There are shed loads of issues about this, this is a programming exercise so that is to be expected.
More suggestions from a statistical point of view. Beware of using BFSP as is because it is a very skewed distribution, it can throw off algorithms for finding best fit especially regression. You could replace it by the implied probability .i.e 4 = 1/4 =0.25 10 = 1/10 =0.1 or just take the log of it. This way a 66 BSP and a 100 BSP would be more similar than a 2 and 2.5 BSP which intuitively feels right. A useful note book would be one that graphed all the variables and showed their mutual correlations. This is a first step in model selection.
I am not a great fan of try a sequence of models to see what works best. Seeing the shape and relationships of the data is a good starting point.
Oh and also by the way – I hope you don’t think I’m being negative because I absolutely understand that the purpose of this is as a learning exercise and I think that’s great.
I didn’t imagine for a moment that the computer was going to magically spit out a winning strategy based on the data provided! I assume that you have data that you know provides predictive value, but hat you’ve got more sense than to post it up for the world to see so you’re very helpfully providing something bland just as a file to work with. I get that, and I think it’s commendable. Many thanks.
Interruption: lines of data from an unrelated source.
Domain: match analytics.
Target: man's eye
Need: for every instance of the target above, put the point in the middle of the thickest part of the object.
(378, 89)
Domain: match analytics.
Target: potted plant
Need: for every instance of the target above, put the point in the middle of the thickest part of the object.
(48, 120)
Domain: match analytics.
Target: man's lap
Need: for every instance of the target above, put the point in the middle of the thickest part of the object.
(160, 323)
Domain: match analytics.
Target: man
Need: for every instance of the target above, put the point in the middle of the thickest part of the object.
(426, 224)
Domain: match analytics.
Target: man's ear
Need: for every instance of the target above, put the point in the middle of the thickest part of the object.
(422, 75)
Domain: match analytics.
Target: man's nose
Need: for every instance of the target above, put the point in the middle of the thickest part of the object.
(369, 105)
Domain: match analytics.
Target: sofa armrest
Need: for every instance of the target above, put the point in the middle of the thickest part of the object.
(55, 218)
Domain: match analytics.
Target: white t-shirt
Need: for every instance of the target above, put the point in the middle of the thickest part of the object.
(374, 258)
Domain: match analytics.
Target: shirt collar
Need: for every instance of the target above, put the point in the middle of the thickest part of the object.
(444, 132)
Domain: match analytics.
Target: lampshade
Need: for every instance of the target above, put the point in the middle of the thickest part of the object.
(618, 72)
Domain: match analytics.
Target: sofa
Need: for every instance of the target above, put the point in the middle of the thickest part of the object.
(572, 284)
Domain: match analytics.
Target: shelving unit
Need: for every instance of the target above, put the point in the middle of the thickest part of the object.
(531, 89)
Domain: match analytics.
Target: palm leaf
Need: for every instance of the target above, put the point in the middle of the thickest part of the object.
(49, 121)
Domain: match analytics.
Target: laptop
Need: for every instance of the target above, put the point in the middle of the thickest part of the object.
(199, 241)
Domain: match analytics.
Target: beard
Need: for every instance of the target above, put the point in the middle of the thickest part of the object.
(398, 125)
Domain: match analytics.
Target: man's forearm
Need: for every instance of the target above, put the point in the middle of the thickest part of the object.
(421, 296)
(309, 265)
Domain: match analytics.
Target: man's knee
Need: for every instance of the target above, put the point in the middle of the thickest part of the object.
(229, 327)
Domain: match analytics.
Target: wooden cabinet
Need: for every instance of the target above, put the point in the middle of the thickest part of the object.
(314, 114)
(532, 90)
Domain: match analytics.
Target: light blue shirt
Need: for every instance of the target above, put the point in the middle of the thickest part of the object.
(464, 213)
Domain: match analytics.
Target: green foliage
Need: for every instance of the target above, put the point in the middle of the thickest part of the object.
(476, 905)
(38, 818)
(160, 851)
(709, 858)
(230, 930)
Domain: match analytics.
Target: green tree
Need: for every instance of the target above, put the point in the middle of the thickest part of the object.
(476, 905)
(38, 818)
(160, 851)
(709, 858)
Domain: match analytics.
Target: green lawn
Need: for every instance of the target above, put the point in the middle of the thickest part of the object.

Not at all Mike I welcome constructive ideas, my strengths if I have any are more in programming than ML so I am learning as well as we go along. Its late so I will respond to your first message later. I think the KNN algorithm has limitations for sure but I wonder of its simplicity can be predictive in pattern matching areas rather than probability prediction. For example one area I am currently looking at is trainer patterns and whether a KNN approach can spot patterns in what we are told are creatures of habit.
Note as sklearn evolves one or two module targets get changed, for example
from sklearn.cross_validation import train_test_split
is now
from sklearn.model_selection import train_test_split